2.2 Prinsip Pembelajaran Robert Gagne
A.
Sistematika ”Delapan Tipe Belajar”
Robert M. Gagne membedakan pola-pola
belajar siswa ke delapan tipe belajar/hierarki belajar. Menurut Gagne, hierarki
belajar harus disusun dari atas ke bawah atau top down (Orton dalam
Fadjar, 2007). Dimulai dengan menempatkan kemampuan, pengetahuan, ataupun
keterampilan yang menjadi salah satu tujuan dalam proses pembelajaran di puncak
hierarki belajar tersebut, diikuti kemampuan keterampilan, atau pengetahuan
prasyarat (prerequisite) yang harus mereka kuasai lebih dahulu agar
berhasil mempelajari keterampilan atau pengetahuan di atasnya.
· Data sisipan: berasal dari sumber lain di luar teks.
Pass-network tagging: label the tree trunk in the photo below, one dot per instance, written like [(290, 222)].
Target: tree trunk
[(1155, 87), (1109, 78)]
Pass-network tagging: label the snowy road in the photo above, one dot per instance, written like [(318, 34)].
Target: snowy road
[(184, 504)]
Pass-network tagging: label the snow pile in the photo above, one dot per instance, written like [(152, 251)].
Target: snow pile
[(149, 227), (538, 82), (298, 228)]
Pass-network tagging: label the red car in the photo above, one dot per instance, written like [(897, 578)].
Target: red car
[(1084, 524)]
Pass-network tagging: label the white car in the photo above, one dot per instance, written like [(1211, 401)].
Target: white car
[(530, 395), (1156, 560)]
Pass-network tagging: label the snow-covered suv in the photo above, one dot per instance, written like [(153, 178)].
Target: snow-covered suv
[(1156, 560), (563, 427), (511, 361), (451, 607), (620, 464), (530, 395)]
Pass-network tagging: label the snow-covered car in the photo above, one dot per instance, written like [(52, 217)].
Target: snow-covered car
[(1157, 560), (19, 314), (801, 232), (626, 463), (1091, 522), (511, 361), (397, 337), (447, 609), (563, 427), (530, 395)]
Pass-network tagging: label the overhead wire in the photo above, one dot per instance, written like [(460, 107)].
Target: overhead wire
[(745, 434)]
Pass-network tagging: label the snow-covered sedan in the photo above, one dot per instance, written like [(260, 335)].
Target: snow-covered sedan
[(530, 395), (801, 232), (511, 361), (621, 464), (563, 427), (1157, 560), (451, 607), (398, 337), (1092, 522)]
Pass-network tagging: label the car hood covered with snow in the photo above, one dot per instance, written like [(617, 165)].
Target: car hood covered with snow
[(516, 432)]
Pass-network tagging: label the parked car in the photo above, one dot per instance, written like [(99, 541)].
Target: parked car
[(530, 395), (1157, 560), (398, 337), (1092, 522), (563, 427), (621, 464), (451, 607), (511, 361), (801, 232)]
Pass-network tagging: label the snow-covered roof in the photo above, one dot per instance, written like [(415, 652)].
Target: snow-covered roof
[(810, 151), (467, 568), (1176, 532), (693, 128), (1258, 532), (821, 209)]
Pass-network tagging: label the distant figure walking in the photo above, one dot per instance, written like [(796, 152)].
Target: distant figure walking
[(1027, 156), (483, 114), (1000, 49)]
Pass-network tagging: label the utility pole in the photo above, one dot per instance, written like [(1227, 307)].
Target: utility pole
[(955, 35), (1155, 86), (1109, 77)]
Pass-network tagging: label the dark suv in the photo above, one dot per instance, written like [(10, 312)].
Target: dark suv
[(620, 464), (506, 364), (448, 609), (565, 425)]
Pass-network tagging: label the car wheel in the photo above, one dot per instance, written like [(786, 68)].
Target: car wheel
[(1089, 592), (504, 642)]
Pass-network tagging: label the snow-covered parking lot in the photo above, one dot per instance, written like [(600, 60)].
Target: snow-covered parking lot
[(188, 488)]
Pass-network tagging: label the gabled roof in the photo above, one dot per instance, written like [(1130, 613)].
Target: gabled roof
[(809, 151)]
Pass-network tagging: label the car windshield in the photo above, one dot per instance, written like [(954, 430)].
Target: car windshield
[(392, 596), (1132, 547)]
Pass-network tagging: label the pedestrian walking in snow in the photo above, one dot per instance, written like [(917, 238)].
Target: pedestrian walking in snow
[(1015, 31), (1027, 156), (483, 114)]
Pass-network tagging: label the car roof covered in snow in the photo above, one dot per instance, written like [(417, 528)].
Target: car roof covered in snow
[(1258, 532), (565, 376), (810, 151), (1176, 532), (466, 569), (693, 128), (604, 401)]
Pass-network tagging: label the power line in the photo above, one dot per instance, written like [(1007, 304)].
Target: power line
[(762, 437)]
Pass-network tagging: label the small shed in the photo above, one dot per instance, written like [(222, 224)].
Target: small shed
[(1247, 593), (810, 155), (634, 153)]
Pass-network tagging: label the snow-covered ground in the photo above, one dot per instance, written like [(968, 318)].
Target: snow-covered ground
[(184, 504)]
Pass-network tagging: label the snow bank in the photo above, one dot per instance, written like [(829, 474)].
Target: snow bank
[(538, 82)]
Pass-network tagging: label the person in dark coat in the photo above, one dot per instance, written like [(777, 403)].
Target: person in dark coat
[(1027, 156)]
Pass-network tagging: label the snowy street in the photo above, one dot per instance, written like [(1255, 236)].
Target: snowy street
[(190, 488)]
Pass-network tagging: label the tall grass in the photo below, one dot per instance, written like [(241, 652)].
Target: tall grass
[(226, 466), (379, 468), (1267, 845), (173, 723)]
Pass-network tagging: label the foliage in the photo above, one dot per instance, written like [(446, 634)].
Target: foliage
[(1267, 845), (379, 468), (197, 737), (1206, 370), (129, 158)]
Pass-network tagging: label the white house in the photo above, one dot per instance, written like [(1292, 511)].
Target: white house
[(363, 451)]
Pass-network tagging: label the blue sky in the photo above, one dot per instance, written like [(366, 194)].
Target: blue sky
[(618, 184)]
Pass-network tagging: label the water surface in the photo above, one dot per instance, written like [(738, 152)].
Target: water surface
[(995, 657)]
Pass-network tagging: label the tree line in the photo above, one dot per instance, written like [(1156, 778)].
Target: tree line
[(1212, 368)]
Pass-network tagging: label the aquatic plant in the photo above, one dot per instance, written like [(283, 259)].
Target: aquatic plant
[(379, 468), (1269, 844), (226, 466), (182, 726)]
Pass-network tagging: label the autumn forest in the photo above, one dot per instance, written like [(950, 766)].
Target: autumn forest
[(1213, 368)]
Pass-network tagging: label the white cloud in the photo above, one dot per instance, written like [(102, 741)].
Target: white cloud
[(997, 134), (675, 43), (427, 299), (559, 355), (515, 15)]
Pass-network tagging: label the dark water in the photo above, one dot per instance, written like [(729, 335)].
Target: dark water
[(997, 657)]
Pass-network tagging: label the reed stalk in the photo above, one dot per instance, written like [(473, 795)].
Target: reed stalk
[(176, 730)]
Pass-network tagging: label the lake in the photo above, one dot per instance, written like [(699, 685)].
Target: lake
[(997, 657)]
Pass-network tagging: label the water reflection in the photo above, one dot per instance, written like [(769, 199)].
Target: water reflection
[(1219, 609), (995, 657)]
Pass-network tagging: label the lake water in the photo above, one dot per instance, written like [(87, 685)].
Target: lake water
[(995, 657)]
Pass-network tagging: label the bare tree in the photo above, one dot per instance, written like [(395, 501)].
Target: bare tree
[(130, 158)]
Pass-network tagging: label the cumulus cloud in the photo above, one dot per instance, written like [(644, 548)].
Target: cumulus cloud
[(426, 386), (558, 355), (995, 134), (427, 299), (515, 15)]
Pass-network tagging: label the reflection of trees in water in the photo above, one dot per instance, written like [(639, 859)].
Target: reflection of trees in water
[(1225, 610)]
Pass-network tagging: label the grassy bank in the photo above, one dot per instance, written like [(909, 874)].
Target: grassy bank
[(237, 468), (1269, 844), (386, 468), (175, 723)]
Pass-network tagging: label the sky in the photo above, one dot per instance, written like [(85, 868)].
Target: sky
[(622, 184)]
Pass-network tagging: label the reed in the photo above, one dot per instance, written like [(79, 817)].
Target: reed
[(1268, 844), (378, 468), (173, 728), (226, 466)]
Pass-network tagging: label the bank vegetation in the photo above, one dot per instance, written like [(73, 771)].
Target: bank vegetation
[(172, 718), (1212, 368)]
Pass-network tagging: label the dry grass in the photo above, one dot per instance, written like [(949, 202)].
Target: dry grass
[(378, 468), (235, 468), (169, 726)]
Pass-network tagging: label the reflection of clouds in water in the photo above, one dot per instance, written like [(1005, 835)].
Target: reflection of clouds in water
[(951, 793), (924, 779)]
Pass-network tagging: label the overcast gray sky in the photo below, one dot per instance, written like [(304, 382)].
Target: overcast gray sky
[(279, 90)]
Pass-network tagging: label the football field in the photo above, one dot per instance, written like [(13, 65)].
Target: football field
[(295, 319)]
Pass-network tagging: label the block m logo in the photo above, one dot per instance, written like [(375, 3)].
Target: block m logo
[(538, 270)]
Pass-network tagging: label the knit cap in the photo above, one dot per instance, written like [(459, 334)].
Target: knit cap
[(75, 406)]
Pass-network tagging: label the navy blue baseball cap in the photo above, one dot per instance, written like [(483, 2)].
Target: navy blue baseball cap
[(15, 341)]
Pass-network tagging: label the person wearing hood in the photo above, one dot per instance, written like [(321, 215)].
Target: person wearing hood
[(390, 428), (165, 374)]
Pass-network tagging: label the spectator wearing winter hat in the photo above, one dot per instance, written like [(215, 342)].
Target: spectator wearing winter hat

Hierarki belajar dari Gagne
memungkinkan juga prasayrat yang berbeda untuk kemampuan yang berbeda pula
(Orton dalam Fadjar, 2007). Sebagai contoh, pemecahan masalah membutuhkan
aturan, prinsip, dan konsep-konsep terdefinisi sebagai prasyaratnya, yang
membutuhkan konsep konkret sebagai prasyarat berikutnya, yang masih membutuhkan
kemampuan membedakan (discriminations) sebagai prasyarat berikutnya
lagi. Menurut Gagne (Bell, 1978) tipe/hierarki belajar dijabarkan sebagai berikut.
1)
Belajar
Isyarat (Signal Learning)
Signal
learning dapat
diartikan sebagai proses penguasaan pola-pola dasar perilaku bersifat tidak
disengaja dan tidak disadari tujuannya. Dalam tipe ini terlibat aspek reaksi
emosional di dalamnya. Kondisi yang diperlukan untuk berlangsungnya tipe
belajar ini adalah diberikannya stimulus (signal) secara serempak, dan
stimulus tertentu berulang kali. Respon yang timbul bersifat umum dan
emosional, selain timbulnya dengan tak sengaja dan tidak dapat dikuasai.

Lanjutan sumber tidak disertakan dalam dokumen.